I bought GMC by Debra Dixon. It’s genius, I’d heard, and it’s true. It’s like having someone explain brain surgery in a book you can read in a day or two, and you finish and say, “Duh.”

Before I go on, I’d like to point out that used copies can go for more then $40 on Amazon. I love Amazon, nothing against Amazon, but you can purchase the book from the publisher for $19.95. Worth every dime, btw.

If you really want to know how useful it is, just google GMC and Dixon. You’ll find thousands of hits. That’s how widely accepted, adopted, and appreciated her work is.
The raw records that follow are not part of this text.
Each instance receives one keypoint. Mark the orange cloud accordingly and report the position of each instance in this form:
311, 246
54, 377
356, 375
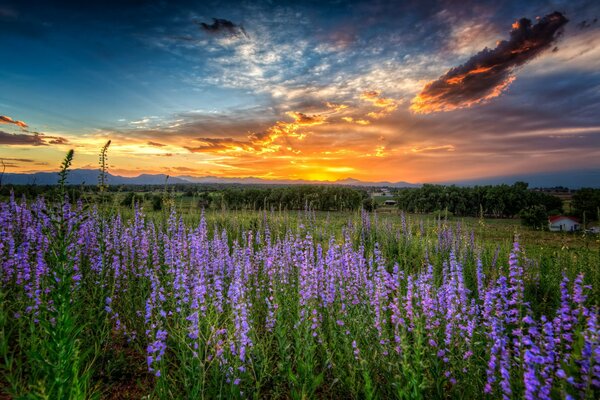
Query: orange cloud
356, 121
386, 105
488, 73
8, 120
269, 141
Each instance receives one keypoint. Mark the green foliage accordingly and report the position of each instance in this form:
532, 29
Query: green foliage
534, 216
586, 201
157, 202
500, 201
369, 204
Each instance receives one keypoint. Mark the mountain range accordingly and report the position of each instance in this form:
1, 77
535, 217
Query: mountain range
570, 179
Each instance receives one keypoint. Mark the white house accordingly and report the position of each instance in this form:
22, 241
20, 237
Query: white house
562, 223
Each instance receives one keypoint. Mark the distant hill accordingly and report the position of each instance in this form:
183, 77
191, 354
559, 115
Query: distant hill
574, 179
90, 177
571, 179
86, 177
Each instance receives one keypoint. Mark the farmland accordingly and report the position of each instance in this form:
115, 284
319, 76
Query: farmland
124, 302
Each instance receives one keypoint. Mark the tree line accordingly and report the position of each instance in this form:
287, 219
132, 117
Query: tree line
498, 201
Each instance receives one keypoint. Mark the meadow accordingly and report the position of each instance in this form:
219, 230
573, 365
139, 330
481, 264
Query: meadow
104, 301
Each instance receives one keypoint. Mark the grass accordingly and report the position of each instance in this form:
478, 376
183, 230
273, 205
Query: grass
259, 329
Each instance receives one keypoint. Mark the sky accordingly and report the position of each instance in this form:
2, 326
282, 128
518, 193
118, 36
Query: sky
416, 91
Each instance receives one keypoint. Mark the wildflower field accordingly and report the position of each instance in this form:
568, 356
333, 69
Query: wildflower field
99, 302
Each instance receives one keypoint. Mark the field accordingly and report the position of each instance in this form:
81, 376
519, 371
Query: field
104, 301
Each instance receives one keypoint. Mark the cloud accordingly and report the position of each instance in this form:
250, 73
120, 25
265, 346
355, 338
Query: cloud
216, 145
269, 141
21, 139
487, 74
36, 139
386, 105
351, 120
8, 120
223, 27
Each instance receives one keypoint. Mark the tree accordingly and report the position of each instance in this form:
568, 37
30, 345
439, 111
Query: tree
534, 216
586, 201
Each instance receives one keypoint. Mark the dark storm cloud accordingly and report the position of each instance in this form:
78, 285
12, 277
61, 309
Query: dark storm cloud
490, 71
223, 27
155, 144
216, 144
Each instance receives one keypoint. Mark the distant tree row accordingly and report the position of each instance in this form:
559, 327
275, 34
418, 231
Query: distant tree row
499, 201
586, 204
323, 198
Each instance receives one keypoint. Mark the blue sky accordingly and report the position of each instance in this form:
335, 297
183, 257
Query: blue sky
312, 90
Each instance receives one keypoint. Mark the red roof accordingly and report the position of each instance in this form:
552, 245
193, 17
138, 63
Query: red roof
555, 218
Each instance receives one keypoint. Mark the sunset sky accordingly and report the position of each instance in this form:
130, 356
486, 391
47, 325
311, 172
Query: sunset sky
417, 91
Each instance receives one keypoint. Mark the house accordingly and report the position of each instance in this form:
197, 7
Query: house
563, 223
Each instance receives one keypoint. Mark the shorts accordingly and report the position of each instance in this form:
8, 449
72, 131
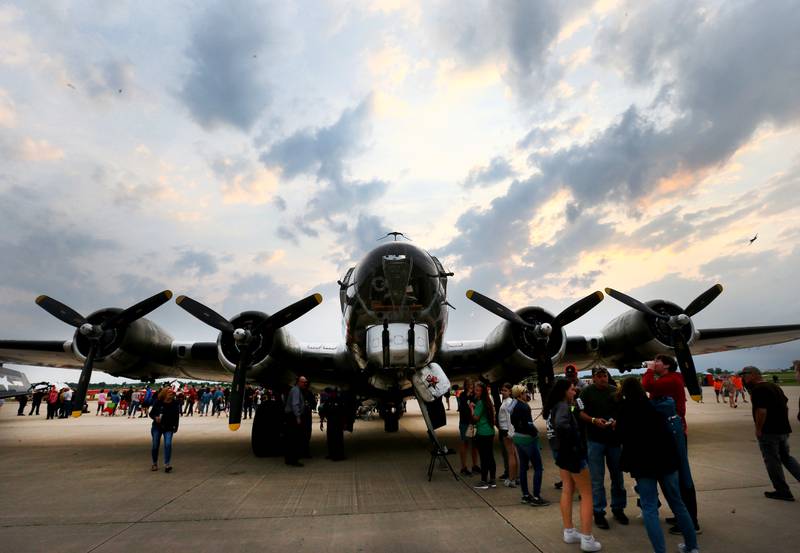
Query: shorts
581, 464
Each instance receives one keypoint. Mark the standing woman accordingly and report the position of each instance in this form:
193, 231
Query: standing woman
166, 415
571, 459
650, 454
483, 417
464, 422
526, 440
511, 472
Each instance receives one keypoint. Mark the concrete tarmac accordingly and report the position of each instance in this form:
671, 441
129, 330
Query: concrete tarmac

The GMC one sentence checker (my name, I can’t remember THE name) works perfectly. Character wants GOAL because MOTIVATION, but CONFLICT. It really is that simple. I know–duh, right? It’s full of these nuggets, like an external goal can be experienced by the five senses. Well, that makes it easier. Now I know revenge isn’t an external goal. It’s internal, because internal goals are about emotion.

However, once you have your “Duh,” moment, this hits: “I am so screwed.” Or it does if you’ve written a word. I always knew I was a little vague on my goals. I think I even started out with goals, but… maybe I didn’t like what having those goals said about my characters, so I… got vague. Either way, I think I figured out why my first act was so slow… pointless?

But, I’m making my charts, and I think I can fix it. Maybe. Doesn’t matter, not for this–my point is buy the book!